Diff tools are complex, and I’m in a hurry without time to implement one.
Instead, to compare two of my XML files, my approach is to sort them both so they have a consistent order, and then diff the sorted files using an existing visual diff tool. (On Windows, I prefer vsdiff
from SlickEdit. On Mac, I prefer diffmerge. My approach works with either of these.)
Example
For example, consider the following simple test files:
testA.xml
<myroot> <mychild id="123"> <fruit>apple</fruit> <test hello="world" testing="removed" brackets="angled" question="answers"/> <comment>This is a comment</comment> </mychild> <mychild id="456"> <fruit>banana</fruit> <comment>This will be removed</comment> </mychild> <mychild id="789"> <fruit>orange</fruit> <test brackets="round" hello="greeting"> <number>111</number> </test> <dates> <modified>123</modified> <created>880</created> <accessed>44</accessed> </dates> </mychild> </myroot>
testB.xml
<myroot> <mychild id="789"> <fruit>orange</fruit> <test hello="greeting" brackets="round"> <number>111</number> </test> <dates> <accessed>49</accessed> <modified>123</modified> <created>253</created> </dates> </mychild> <mychild id="123"> <test question="answers" hello="world" brackets="angled"/> <comment>This is a comment</comment> <fruit>apple</fruit> </mychild> <mychild id="456"> <fruit>banana</fruit> </mychild> </myroot>
On Mac, I run:
$ python xmldiff.py diffmerge testA.xml testB.xml
On Windows, I run:
$ python xmldiff.py vsdiff testA.xml testB.xml
Source
The source showing how this works is available in a gist at
gist.github.com/dalelane.
It’s a quick hack to let me compare a handful of files, so it’s not been rigorously tested. But it’s a very simple little tool, and was good enough for my purposes tonight!

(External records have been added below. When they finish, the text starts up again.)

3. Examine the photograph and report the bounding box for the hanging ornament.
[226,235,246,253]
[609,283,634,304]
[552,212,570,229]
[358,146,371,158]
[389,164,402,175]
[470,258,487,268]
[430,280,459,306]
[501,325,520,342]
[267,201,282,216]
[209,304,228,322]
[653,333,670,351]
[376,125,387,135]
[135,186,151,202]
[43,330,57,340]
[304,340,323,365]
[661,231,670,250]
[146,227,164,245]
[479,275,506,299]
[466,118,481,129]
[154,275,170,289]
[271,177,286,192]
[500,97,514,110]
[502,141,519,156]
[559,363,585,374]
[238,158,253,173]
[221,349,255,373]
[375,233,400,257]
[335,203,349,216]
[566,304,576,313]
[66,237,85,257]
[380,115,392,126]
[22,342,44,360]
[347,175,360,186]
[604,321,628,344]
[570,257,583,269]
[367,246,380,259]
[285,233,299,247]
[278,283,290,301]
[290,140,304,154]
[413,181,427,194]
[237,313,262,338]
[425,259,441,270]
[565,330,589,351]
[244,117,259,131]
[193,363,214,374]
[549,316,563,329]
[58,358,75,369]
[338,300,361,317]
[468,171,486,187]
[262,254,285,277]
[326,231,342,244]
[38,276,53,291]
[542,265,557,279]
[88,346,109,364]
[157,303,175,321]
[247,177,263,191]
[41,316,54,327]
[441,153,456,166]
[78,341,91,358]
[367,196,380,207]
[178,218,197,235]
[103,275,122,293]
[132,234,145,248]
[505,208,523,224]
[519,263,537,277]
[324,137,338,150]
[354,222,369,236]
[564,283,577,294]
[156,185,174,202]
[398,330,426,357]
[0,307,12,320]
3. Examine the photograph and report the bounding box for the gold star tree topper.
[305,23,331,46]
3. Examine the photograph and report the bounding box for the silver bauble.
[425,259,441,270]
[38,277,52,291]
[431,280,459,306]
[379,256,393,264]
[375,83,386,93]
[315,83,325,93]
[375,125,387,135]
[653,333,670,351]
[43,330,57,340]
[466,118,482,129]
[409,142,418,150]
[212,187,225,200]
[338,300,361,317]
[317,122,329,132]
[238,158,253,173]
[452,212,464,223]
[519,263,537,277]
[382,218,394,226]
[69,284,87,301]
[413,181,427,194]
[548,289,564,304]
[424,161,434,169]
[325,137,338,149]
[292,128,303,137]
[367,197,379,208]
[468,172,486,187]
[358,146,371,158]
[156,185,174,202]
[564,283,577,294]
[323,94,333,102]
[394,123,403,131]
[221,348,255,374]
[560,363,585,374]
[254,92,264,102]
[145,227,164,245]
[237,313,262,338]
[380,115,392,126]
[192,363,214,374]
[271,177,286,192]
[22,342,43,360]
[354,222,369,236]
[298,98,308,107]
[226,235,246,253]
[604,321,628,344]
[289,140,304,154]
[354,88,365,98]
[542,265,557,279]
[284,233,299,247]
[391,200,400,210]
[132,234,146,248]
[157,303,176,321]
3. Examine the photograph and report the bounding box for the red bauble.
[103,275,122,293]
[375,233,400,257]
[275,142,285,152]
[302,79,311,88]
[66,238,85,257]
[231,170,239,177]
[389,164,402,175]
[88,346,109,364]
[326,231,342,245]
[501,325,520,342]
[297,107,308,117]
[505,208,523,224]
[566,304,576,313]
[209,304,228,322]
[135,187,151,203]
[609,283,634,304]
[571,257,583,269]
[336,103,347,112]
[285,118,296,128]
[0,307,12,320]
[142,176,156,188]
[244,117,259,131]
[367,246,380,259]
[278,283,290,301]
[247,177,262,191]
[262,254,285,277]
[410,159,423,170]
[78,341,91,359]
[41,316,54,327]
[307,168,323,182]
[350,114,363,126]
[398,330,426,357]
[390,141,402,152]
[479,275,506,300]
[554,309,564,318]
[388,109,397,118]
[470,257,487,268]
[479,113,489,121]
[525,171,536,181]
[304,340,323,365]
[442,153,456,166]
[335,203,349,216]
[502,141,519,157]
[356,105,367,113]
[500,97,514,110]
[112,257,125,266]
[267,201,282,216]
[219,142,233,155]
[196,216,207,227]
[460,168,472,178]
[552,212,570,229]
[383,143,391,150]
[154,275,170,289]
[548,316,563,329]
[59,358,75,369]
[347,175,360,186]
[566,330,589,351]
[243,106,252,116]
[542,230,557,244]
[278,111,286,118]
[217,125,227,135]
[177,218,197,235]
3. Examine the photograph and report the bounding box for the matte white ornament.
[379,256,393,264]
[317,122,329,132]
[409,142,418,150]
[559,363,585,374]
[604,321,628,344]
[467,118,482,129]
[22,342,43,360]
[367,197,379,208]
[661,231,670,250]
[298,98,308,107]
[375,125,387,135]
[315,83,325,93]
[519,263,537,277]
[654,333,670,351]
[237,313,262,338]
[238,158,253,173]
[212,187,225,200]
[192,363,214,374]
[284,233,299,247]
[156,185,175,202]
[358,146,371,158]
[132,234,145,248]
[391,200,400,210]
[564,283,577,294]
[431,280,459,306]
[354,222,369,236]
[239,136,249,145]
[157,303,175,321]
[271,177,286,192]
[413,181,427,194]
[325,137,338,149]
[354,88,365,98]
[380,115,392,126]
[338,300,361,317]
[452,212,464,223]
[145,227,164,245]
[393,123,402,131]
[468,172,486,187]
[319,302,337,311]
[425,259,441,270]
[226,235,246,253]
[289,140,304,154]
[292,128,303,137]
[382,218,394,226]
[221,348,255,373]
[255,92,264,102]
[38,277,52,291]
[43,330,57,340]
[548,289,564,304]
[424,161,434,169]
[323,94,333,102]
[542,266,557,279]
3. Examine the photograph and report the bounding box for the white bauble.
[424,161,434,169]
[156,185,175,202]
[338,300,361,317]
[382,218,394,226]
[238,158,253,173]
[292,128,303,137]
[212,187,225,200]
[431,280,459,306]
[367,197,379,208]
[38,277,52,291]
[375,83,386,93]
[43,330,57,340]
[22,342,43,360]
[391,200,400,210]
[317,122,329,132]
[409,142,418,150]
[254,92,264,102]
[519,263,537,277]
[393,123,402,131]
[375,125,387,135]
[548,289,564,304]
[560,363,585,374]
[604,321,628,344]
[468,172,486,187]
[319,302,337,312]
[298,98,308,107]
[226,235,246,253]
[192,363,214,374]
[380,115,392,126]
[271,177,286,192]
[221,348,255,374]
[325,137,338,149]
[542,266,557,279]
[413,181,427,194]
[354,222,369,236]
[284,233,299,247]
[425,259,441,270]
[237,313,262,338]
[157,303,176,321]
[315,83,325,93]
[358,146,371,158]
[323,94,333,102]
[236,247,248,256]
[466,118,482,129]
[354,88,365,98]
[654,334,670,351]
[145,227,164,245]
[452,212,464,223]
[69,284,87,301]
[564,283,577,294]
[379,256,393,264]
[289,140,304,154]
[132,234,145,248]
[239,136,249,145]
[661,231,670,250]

Thanks for this Dale, we use a product that has the annoying knack of reordering attributes in its config files when an upgrade is applied, so on an initial diff it looks like a lot of things have changed.
On running xmldiff however, we can see the important things that have changed (down to 3 lines different from about 80!).
One thing to note – I needed to pip install lxml before it would work – this was on a pretty much new install of OS X on the Mac so a clean python install.
Another thank you from me, Dale! I was about to write something similar, but found your elegant and simple solution that did exactly what I was planning to do (and more, I did not plan to directly integrate the diff tool, but why not!). Cheers!
That was quite informative !! I am trying to do something similar too. But the XML files I’m working on are 4-5 Giggs in size, so entire XML file wont fit into memory. Will this method work for them ?? Or do you have any ideas to implement it ??
Hiya – Sorry, no, I didn’t do it in a streaming way. I was in a hurry so just read it and sorted it in memory.